The last table I created was the fct_price_data which has the all the YTD price data for each company and then I also joined on some additional data about the company from the dim_companies table. The one thing I am very proud of in this table is the use of a CTE and another windows function called LAG. I was able to calculate the 1 day performance of each stock for every record by partitioning the data by ticker and ordering it by date. The LAG function then allows me to look at the prior record so I can grab the previous market close price and use it to calculate the one day performance.

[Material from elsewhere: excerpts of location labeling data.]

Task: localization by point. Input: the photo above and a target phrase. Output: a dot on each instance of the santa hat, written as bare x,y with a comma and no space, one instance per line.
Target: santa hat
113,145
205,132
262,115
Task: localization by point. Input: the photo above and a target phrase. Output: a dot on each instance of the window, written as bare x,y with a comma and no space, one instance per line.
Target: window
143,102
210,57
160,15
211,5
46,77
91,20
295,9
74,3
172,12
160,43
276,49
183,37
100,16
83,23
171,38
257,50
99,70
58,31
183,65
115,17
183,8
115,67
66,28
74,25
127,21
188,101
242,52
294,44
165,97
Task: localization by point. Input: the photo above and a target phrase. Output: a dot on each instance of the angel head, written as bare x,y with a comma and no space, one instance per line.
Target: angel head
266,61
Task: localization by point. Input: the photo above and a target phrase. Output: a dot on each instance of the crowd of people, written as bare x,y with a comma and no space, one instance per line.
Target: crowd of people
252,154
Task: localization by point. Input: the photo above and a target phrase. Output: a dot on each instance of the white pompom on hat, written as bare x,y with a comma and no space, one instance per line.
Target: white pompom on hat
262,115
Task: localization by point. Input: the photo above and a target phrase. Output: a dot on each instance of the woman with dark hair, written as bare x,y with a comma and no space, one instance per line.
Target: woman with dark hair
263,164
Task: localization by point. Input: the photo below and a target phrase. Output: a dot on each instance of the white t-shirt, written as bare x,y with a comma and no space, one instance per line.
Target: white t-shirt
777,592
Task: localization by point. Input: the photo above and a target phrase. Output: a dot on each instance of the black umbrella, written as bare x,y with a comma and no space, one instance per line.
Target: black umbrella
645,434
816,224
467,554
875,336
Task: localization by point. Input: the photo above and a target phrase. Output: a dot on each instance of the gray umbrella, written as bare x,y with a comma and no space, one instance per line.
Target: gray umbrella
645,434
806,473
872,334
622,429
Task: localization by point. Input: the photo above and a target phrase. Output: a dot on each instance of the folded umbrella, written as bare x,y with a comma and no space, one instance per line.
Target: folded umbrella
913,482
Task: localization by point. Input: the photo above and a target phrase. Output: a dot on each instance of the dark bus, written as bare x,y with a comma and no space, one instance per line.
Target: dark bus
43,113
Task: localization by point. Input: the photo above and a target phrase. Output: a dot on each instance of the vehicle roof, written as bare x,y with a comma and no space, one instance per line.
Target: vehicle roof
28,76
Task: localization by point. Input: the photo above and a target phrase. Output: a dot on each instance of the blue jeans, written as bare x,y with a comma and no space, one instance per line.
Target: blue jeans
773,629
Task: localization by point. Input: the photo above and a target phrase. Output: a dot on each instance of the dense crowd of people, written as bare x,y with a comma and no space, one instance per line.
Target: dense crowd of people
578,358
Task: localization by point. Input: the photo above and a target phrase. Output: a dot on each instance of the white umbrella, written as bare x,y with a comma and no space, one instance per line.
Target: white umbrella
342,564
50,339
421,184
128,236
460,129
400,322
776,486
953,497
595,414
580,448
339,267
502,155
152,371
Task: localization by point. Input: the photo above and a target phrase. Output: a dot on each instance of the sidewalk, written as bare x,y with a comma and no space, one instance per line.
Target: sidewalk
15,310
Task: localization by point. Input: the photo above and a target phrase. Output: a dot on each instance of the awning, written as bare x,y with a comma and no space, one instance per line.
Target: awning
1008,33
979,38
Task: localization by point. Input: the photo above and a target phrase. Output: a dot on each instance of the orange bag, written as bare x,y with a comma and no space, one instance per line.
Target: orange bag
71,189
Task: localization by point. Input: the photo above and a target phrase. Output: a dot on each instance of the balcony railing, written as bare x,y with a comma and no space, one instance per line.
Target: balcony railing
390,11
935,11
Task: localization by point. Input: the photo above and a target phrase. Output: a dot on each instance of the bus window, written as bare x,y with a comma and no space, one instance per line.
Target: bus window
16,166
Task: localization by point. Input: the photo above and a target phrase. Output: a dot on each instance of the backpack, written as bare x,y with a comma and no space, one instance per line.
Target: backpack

Since I also had the market cap of each company I was able to also calculate the attribution of each stock by taking the weighted return. Once again I had to use a windows function so I can take the market cap of each individual company divided by the total market cap of the S&P 500 index. Summing all the weighted returns of each stock was able to give me the 1 day performance for the S&P 500 index.
4. Visualize
For the visualization I took inspiration from finviz bubble chart which I believe does a great job of displaying how the market performed that day. The dashboard can lead to a lot of further questions about why specific sectors underperformed or outperformed. It also clearly shows any outliers which may leave you wondering what the story is behind that stock.
5. Conclusion
There are many things I would still like to add to this project.
- Ability to pick custom date ranges oppose to just 1 day performance
- Have data refreshed more frequently
- Account for days where market is closed
- More stocks
- Add additional graphs like a tree heat map
Overall, I am very happy with the outcome with this project. I was able to learn a lot about the modern data stack and it also really helped me improve upon my technical skills.